Preparation Time: 15 minutes/Cooking Time: 30 minutes

- 3 pieces chicken breasts, cut into cubes
- 3 carrots, peeled and cut into small cubes
- 2 medium size potatoes, peeled and cut into small cubes
- Any vegetables that you can find in your fridge like zucchini, mushrooms, leeks,…
- 1 cup frozen peas
- 1 small onion, finely diced
- 1 can diced tomatoes
- 1 tsp salt
- ¼ tsp ground cinnamon
- Freshly-ground black pepper
- 1 cup gluten-free pasta (any type like spirale or spaghetti) (If using spaghetti, break it into medium size pieces)
- ¼ cup chopped parsley, if available, or 1 tsp of any other dried herbs like Herbes de Provence


  1. Put the cubed chicken breasts in a pot with 1 liter water.
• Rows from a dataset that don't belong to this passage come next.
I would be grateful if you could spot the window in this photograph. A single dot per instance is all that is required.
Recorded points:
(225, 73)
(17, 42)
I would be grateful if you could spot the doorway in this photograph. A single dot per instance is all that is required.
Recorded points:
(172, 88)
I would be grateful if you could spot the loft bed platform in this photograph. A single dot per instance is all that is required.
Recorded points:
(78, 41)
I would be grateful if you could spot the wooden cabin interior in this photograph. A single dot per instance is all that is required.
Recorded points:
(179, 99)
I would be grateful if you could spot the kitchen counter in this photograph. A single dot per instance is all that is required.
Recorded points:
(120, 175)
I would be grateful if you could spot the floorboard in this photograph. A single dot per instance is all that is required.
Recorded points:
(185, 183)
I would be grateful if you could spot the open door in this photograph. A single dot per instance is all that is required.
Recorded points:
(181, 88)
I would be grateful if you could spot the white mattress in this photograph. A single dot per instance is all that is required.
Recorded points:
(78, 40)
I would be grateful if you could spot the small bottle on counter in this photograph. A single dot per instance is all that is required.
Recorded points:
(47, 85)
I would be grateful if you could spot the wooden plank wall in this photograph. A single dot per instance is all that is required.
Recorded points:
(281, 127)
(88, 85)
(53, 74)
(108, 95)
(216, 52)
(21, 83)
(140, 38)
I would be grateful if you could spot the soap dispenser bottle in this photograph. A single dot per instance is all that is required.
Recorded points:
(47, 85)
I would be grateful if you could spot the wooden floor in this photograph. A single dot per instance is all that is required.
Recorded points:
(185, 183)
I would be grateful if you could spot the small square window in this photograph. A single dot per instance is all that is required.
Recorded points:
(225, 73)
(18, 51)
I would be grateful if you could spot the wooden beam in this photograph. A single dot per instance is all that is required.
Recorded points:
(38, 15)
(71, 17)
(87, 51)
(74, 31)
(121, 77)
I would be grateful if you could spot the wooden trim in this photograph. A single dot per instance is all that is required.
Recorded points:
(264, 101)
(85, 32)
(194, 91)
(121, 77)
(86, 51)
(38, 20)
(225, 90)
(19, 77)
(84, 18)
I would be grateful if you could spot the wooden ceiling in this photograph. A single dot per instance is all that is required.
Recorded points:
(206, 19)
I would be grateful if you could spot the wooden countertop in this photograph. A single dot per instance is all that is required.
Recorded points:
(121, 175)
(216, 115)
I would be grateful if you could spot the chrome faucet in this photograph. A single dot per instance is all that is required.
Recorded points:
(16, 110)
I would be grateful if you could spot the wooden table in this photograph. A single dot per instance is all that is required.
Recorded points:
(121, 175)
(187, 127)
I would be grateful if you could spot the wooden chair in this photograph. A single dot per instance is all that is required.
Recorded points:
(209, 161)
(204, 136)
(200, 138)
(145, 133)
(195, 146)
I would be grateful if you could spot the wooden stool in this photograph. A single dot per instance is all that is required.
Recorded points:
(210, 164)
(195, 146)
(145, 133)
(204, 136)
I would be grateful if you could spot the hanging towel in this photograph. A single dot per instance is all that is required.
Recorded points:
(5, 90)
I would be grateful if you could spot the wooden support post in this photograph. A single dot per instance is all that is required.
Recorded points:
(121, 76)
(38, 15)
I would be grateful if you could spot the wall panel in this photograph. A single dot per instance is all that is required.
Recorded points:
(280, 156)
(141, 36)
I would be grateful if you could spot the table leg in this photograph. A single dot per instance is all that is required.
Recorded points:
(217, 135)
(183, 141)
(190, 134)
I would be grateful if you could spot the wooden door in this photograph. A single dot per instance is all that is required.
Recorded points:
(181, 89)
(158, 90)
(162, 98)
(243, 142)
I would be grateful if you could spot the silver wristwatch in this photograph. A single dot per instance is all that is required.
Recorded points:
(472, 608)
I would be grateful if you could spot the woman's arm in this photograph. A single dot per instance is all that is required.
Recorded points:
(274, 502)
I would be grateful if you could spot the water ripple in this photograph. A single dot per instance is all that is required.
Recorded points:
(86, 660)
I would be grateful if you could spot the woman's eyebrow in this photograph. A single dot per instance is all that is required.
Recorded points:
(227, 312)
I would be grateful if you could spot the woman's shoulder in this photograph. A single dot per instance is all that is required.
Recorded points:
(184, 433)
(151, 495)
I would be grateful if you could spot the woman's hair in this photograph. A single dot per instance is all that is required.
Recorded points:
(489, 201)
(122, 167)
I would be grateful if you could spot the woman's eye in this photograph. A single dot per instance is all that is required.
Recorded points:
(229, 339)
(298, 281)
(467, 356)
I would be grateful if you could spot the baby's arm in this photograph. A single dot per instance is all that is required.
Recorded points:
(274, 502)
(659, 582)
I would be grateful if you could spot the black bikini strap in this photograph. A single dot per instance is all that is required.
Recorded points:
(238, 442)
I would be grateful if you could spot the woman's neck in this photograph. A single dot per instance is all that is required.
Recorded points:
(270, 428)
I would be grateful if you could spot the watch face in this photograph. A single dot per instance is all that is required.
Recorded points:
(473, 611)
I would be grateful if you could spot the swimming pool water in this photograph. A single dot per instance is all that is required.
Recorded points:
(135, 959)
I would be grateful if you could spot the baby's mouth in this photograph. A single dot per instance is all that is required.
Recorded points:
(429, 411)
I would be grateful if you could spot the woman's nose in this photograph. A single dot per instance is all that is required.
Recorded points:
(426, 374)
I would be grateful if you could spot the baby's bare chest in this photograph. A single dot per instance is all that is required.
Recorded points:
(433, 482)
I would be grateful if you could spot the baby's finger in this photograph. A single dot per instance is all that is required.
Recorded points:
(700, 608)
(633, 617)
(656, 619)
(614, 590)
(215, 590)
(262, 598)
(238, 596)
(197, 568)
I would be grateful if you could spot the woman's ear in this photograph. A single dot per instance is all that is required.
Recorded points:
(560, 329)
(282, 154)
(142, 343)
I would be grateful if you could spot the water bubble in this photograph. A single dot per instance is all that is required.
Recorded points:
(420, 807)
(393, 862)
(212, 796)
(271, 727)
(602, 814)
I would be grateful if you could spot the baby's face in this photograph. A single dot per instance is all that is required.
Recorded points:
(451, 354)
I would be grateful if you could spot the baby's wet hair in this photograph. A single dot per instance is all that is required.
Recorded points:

  2. Let the water come up to a simmer and then remove any impurities.
  3. Add salt, ground cinnamon, and freshly ground black pepper.
  4. Add the chopped carrots, diced onions, frozen peas, and cubed potatoes to the chicken.
  5. Add the diced tomatoes and gluten-free pasta.
  6. Bring up to the boil and lower the heat.
  7. Cover the pot and let it simmer.
  8. Chicken breasts cook fast, so by the time they are well-cooked, you will find that your vegetables are tender and your pasta is done (20 minutes).
  9. Put off the heat and add the chopped parsley or dried herbs.
  10. Let the soup rest for 15 minutes, then serve it with toasted gluten-free pita bread.